O brasileiro precisa aprender a valorizar o voto para deputados e senadores.São eles que fazem as leis e a maioria do Congresso atual vota nos seus próprios interesses e não no interesse do país.


Carlos Renato Cardoso da Costa

2021-08-18 11:14:17

A gente sabe que está na m3rda quando a esperança reside no senado.


Leandro Domingues

2021-08-18 10:39:06

Espero violentamente que o Senado rejeite estas propostas de retorno das coligações e alteração da clausula de barreira.
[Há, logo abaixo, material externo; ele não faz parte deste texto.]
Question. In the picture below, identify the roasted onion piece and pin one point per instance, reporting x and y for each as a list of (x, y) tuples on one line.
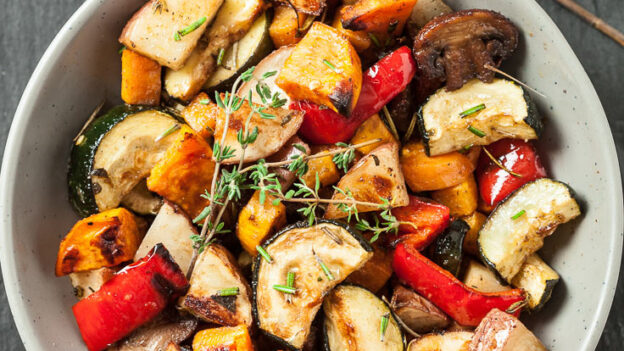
[(456, 47)]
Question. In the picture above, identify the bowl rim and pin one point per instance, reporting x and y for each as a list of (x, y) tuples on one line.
[(89, 8)]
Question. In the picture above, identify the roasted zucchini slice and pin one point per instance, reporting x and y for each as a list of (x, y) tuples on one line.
[(320, 256), (243, 54), (477, 114), (353, 321), (115, 153), (517, 227), (538, 280)]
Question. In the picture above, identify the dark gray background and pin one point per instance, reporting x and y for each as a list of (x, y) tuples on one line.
[(28, 26)]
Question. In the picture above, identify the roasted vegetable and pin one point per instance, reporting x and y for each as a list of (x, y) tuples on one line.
[(424, 173), (114, 154), (504, 332), (480, 278), (270, 65), (223, 339), (447, 250), (174, 229), (257, 221), (168, 328), (517, 156), (103, 240), (320, 257), (375, 177), (273, 133), (140, 79), (477, 114), (418, 313), (232, 22), (476, 222), (185, 172), (518, 226), (538, 280), (163, 32), (380, 84), (86, 283), (376, 272), (461, 199), (373, 128), (384, 17), (325, 167), (218, 293), (243, 54), (352, 321), (456, 47), (287, 27), (325, 69), (452, 341), (146, 286), (462, 303), (201, 115)]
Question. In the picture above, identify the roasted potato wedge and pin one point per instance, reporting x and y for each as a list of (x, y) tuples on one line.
[(325, 69), (104, 239)]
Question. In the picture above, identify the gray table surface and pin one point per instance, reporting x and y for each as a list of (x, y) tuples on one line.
[(28, 26)]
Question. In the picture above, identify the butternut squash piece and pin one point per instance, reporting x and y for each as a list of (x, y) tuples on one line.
[(378, 16), (377, 271), (372, 128), (324, 68), (140, 79), (104, 239), (461, 199), (475, 221), (185, 172), (284, 29), (257, 221), (327, 171), (359, 39), (424, 173), (201, 115), (223, 339)]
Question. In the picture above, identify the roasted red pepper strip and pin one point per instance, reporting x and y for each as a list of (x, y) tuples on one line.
[(462, 303), (132, 297), (427, 219), (518, 156), (380, 84)]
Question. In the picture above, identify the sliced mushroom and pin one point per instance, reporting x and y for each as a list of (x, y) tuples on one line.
[(418, 313), (456, 47)]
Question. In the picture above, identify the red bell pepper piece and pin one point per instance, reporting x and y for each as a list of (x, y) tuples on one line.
[(462, 303), (380, 84), (518, 156), (421, 221), (132, 297)]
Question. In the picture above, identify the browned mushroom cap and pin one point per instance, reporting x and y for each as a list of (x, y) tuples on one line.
[(455, 48)]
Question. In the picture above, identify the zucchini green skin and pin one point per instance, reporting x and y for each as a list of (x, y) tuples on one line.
[(447, 249), (81, 194), (533, 119), (483, 256), (326, 346), (261, 51), (258, 261)]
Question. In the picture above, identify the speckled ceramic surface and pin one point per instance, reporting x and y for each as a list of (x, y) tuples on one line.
[(81, 68)]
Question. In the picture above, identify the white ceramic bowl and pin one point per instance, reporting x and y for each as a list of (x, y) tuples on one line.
[(82, 67)]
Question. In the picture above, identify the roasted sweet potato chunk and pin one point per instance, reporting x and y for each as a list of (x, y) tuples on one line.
[(324, 68), (140, 79), (424, 173), (201, 115), (378, 16), (257, 221), (185, 172), (103, 240)]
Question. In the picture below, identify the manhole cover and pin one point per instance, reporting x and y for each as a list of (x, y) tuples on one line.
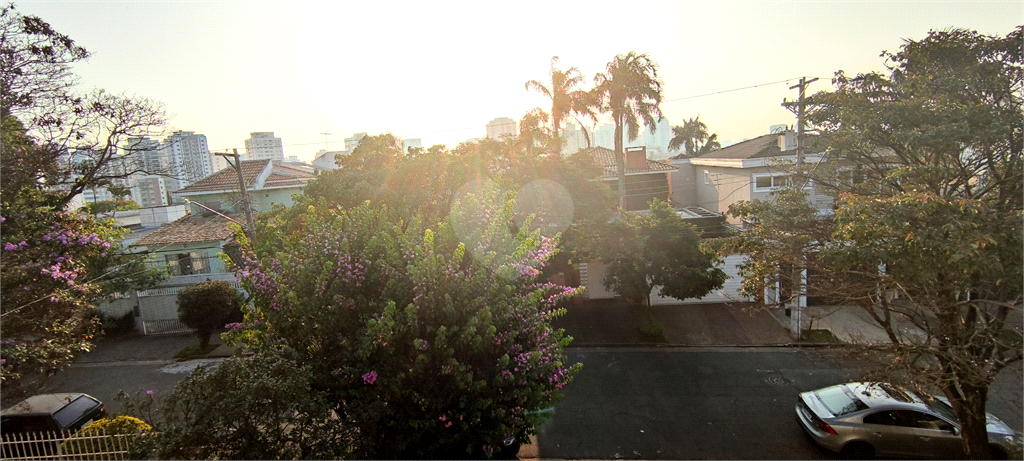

Precisamos URGENTE reduzir o número de partidos. Isso só confunde os cidadãos/eleitores.


Eduardo

2021-08-18 08:03:24

Crusoé precisa divulgar o nome de todos os 347 deputados que votaram a favor dessa PEC


Alcir

2021-08-18 07:18:01

Se foi aprovado com certeza é bom pra eles e ruim pra nós.


Newton

2021-08-18 05:26:22

O importante, é não deixar o Brasil crescer. Limitar o acesso a educação, controlar as armas e promiscuidade ao povo, muita promiscuidade. De 1.500 a 2021 mudaram apenas os personagens as ações, continuam a todo vapor. Ignóbil!


Odete6

2021-08-17 22:23:54

É mesmo uma cambada de vendidos que tratam a legislação como se fosse gelatina!!!!


Odete6

2021-08-17 22:23:53

É mesmo uma cambada de vendidos que tratam a legislação como se fosse gelatina!!!!


Júlio

2021-08-17 21:47:32

Realmente nossos políticos só pensam em 2 coisas: poder e dinheiro. Zero de preocupação com o Brasil e os brasileiros. Pracisamos limpar essa turma de lá.